Links for This Episode
- MTM Listener Survey, only takes 3 minutes! Thanks;)
- Charles Chiu Profile at UCSF
- Chiu Lab at UCSF
- Validation of Metagenomic Next-Generation Sequencing Tests for Universal Pathogen Detection
- The Eukaryotic Gut Virome in Hematopoietic Stem Cell Transplantation: New Clues in Enteric Graft-Versus-Host Disease
- HOM Tidbit: Dochez and Avery. The Elaboration of Specific Soluble Substance by Pneumococcus during Growth. Journal of Experimental Medicine 1917.
- HOM Tidbit: Kozel and Burnham-Marusich. Point-of-Care Testing for Infectious Diseases: Past, Present, and Future. Journal of Clinical Microbiology 2017.
History of Micobiology Tidbit
When did doctors start to think about point-of-care tests? One can argue it was suggested over 100 years ago, when immunoassays were used but antibodies and their relationship to clonal selection and development of specialty antibody-secreting plasma cells hadn’t yet been uncovered.
Alphose Dochez and Oswald Avery were studying the pneumococcus in the early 1900s. Streptococcus pneumoniae can cause a number of serious diseases, and even today pneumococcal pneumonia has a mortality rate of 5-7%. 100 years ago, before antibiotics were widely used, mortality was closer to 30-40%. Dochez and Avery were studying a soluble substance secreted into the medium during bacterial growth - and they describe the purification of the ‘soluble bacterial substance’ from in vitro cultures. Despite not knowing that this substance was capsular polysaccharide, the scientists hypothesized that detecting this substance in animals would work to determine which animals were infected.

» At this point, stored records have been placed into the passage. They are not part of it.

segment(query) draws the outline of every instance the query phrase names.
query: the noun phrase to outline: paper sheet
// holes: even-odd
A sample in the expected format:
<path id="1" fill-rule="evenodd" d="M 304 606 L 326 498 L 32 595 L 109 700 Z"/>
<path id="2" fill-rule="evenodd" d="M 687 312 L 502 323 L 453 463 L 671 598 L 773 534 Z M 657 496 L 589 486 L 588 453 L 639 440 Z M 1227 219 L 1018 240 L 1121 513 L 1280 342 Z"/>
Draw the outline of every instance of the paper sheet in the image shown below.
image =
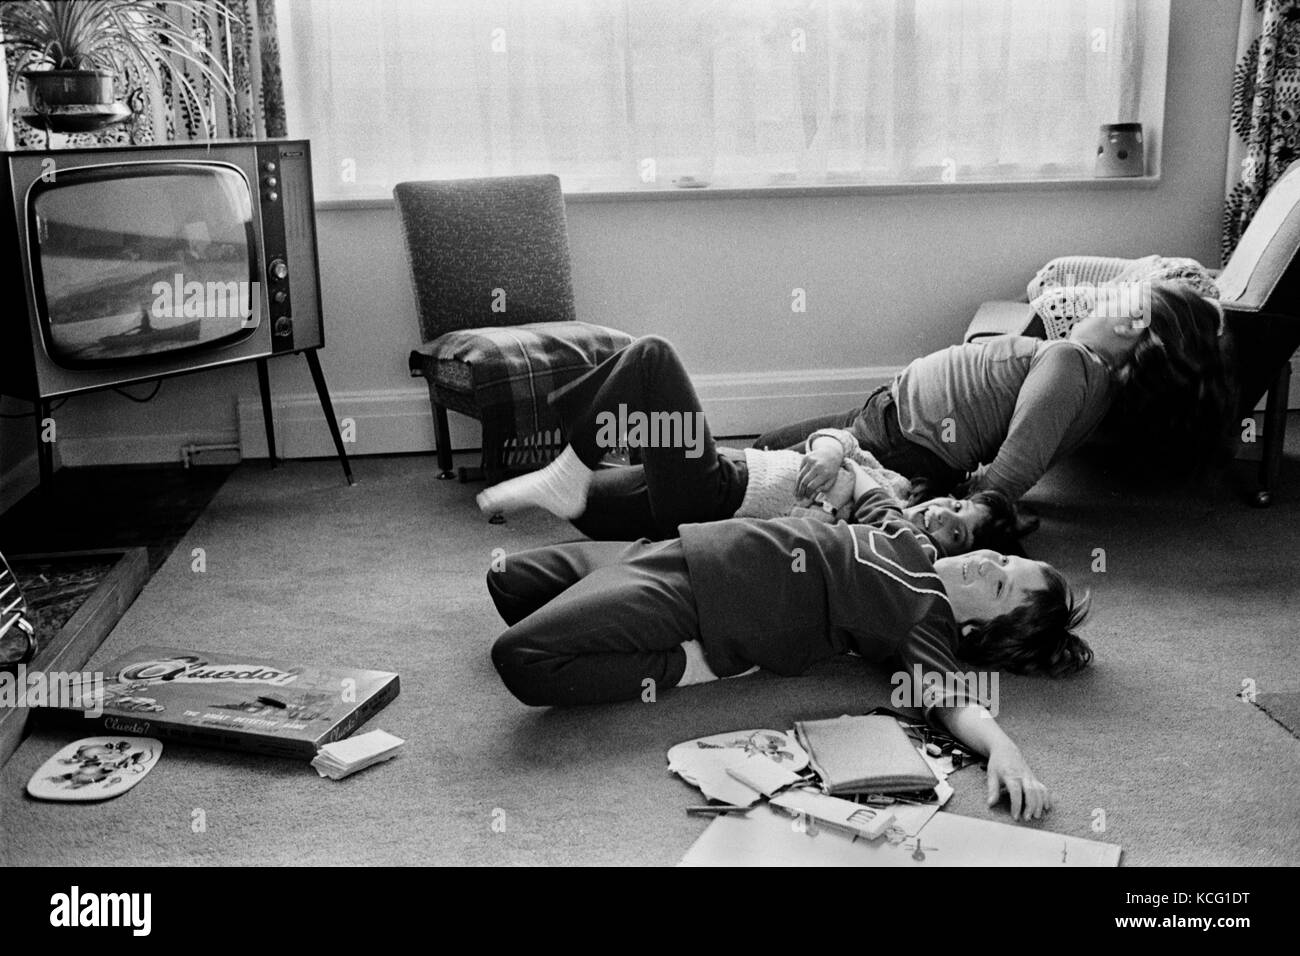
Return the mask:
<path id="1" fill-rule="evenodd" d="M 1118 866 L 1120 852 L 1112 843 L 952 813 L 933 814 L 919 836 L 900 843 L 853 839 L 832 830 L 810 833 L 764 804 L 714 820 L 680 865 Z"/>
<path id="2" fill-rule="evenodd" d="M 677 744 L 668 751 L 668 769 L 711 800 L 747 807 L 758 800 L 758 791 L 728 774 L 727 768 L 743 768 L 748 758 L 759 756 L 791 772 L 808 766 L 808 755 L 793 735 L 735 730 Z"/>

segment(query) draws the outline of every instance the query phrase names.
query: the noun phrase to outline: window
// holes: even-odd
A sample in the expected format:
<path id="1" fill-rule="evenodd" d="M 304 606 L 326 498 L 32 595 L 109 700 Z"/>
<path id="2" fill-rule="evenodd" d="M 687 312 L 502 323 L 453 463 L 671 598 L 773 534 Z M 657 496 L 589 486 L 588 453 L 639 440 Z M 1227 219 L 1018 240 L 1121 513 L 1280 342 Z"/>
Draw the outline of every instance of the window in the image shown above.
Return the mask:
<path id="1" fill-rule="evenodd" d="M 323 199 L 555 172 L 569 192 L 1088 177 L 1158 143 L 1151 0 L 279 0 Z M 1154 152 L 1148 147 L 1149 152 Z M 1153 157 L 1154 158 L 1154 157 Z"/>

They tested this hypothesis first with the body fluids from infected rabbits. Filtering to remove bacteria, the serum and urine were tested for the presence of soluble bacterial substance using the same protocol. Finding this precipitable substance in animals, they then show the same substance can be purified from the blood of patients suffering from pneumonia. In testing 25 patients, they found the substance in either blood or urine, depending in part on the pneumococcal type, or serotype, a category based on interaction of the immune system with the capsule.
In their discussion, Dochez and Avery note that the amount of precipitable substance in the urine seems to be a measure of the severity of the infection, and that a high amount of substance in the urine correlates with a high mortality rate - giving the precipitin test in urine a “considerable prognostic value.” They further suggest that the test “may also be used in making a rapid diagnosis of the type of organisms with which an individual is infected,” which was important for administering the correct antisera, the preferred therapy at that time. A very prescient observation, especially given that they weren’t sure what the soluble bacterial substance was!
If the names of these scientists and the bacterium sound familiar, that may be because Avery’s experiments on capsule and transformation of smooth and rough colonies of Streptococcus pneumoniae is one of the major experiments demonstrating that DNA is the molecule of heritability. I’m constantly in awe of the achievements of the early molecular biologists, who were truly renaissaince scientists working on multiple important projects simultaneously.